I just arrived in Taiwan coming from Japan a few days ago. It was probably my first time exploring a bit of Japan (Nagoya and Osaka) that wasn’t for flight transit. Even though I often hear about how Japanese people are very humble and polite, your heart needs to be there to experience this heart warming place. I remember when we first arrived in the Kansai airport, there was a granny(obaa-chan) saw us being confused by the subway system there(it’s much more complicated than Toronto’s, she came to us very friendly and repeatedly explained to us four or five times to make sure when understand how we get to out destination. And later when we met again on the subway, she found seats for us. The rest of the time in Japan my mind and heart were well treated with people’s smiles and honorific greetings, whenever and wherever I went everyone was super polite, friendly and with a genuine smile. Just like my Japanese sensei told us that customers are considered as gods to them, their principal and culture of customer service are really something worth admiring and learning. In any event, I totally didn’t feel like being treated as a foreigner.
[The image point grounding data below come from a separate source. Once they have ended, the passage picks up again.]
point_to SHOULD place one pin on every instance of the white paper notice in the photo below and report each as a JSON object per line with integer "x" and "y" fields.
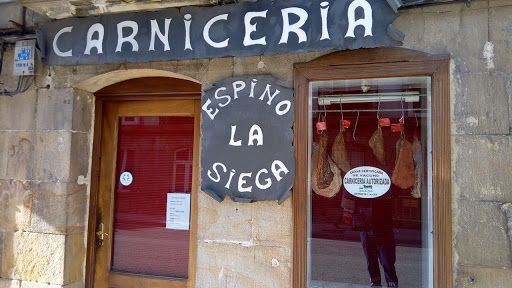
{"x": 178, "y": 211}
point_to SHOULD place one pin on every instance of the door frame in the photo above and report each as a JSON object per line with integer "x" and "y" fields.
{"x": 377, "y": 63}
{"x": 140, "y": 89}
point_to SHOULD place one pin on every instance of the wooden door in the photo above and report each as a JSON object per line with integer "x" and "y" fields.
{"x": 141, "y": 236}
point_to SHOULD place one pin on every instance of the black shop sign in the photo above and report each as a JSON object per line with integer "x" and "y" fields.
{"x": 247, "y": 139}
{"x": 243, "y": 29}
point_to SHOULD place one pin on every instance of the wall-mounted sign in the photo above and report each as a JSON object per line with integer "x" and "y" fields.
{"x": 243, "y": 29}
{"x": 367, "y": 182}
{"x": 247, "y": 137}
{"x": 178, "y": 211}
{"x": 126, "y": 178}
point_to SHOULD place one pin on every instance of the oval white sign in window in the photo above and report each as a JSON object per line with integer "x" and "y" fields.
{"x": 367, "y": 182}
{"x": 126, "y": 178}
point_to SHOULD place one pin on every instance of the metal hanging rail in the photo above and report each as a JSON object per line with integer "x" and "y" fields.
{"x": 372, "y": 110}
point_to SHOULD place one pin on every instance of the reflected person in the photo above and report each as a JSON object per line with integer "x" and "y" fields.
{"x": 372, "y": 217}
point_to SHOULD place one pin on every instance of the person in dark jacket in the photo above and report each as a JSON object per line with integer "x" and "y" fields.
{"x": 373, "y": 218}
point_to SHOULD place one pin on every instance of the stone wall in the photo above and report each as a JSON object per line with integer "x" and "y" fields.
{"x": 478, "y": 37}
{"x": 45, "y": 151}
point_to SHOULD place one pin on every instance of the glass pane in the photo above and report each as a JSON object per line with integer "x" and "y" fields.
{"x": 370, "y": 203}
{"x": 158, "y": 153}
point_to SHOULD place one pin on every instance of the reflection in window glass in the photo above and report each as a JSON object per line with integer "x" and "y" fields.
{"x": 370, "y": 204}
{"x": 158, "y": 153}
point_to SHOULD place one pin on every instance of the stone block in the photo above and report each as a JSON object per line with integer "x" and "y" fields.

As someone like me who has lived in both eastern and western cultures, I would say Japan really feels like a mixed in between but most still remain in their traditional fashion. Their cities, public transportation, streets and shops are kind of similar to Taiwan but cleaner and more spacious.
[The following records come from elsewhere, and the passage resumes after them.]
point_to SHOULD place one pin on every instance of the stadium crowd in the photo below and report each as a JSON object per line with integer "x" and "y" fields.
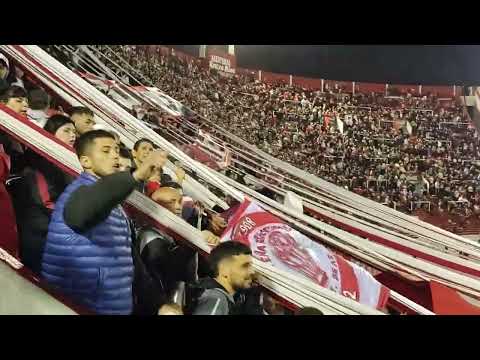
{"x": 73, "y": 232}
{"x": 401, "y": 150}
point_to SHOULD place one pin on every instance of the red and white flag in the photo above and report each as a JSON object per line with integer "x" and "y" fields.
{"x": 273, "y": 241}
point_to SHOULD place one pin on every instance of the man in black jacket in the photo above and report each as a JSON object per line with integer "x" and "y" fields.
{"x": 232, "y": 271}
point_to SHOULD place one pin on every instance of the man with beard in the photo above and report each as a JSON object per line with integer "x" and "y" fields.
{"x": 232, "y": 275}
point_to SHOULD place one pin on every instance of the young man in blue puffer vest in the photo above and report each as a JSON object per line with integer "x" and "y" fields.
{"x": 88, "y": 251}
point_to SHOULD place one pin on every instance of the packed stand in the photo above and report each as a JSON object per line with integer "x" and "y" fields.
{"x": 401, "y": 150}
{"x": 74, "y": 234}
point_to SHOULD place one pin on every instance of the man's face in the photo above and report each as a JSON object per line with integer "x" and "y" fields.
{"x": 141, "y": 154}
{"x": 170, "y": 199}
{"x": 240, "y": 271}
{"x": 125, "y": 164}
{"x": 19, "y": 105}
{"x": 3, "y": 71}
{"x": 83, "y": 123}
{"x": 102, "y": 158}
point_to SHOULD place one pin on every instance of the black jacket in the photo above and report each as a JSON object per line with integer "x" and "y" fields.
{"x": 213, "y": 299}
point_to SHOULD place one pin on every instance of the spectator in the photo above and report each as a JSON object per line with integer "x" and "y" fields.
{"x": 88, "y": 250}
{"x": 14, "y": 98}
{"x": 141, "y": 150}
{"x": 39, "y": 102}
{"x": 4, "y": 67}
{"x": 167, "y": 261}
{"x": 125, "y": 160}
{"x": 9, "y": 239}
{"x": 309, "y": 311}
{"x": 36, "y": 193}
{"x": 83, "y": 118}
{"x": 232, "y": 271}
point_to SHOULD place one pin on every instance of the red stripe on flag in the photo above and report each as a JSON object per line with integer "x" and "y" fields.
{"x": 348, "y": 279}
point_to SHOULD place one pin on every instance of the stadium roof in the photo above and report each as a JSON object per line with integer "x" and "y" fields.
{"x": 394, "y": 64}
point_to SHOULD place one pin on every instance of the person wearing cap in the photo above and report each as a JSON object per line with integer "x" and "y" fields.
{"x": 36, "y": 193}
Hmmm what am I missing here…oh yes photography. I know many of my friends are expecting photos but I didn’t bring my laptop with me, so at the moment it’s rather inconvenient to process the photos without my usual software. Nevertheless, I’ll roughly process and post a few just for teaser. Unfortunately, as usual that my life is a living example of Murphy’s Law, even though I did bring my D7000 with two of my favorite lenses, something just had to happen to it (I guess I wasn’t used the to the moisture there, it seems some moist got into the camera, perhaps I shouldn’t have switched lenses that frequently. It’s still completely functional, but the view finder isn’t as clear, and one button not being sensitive). Hence, 95% of the trip I ended up using my GF1 with 20mm lens. Which to my surprise, it was very sufficient and adequate for most purposes whether it’s for landscape, people, street or daily life.
There is so much I can talk about the time I spent in Japan, probably enough to make two or three blog posts. But I’ll save it to tell you guys later when I go back. Hopefully I will have another chance to come to Japan gain, I have yet to visit other awesome places like Tokyo, Kyoto, Hokkaido and Okinawa etc. In the mean while I might blog the older works since I wouldn’t really have to organize the materials.
PS. All the photos in the post I took them by using GF1+20mm lens.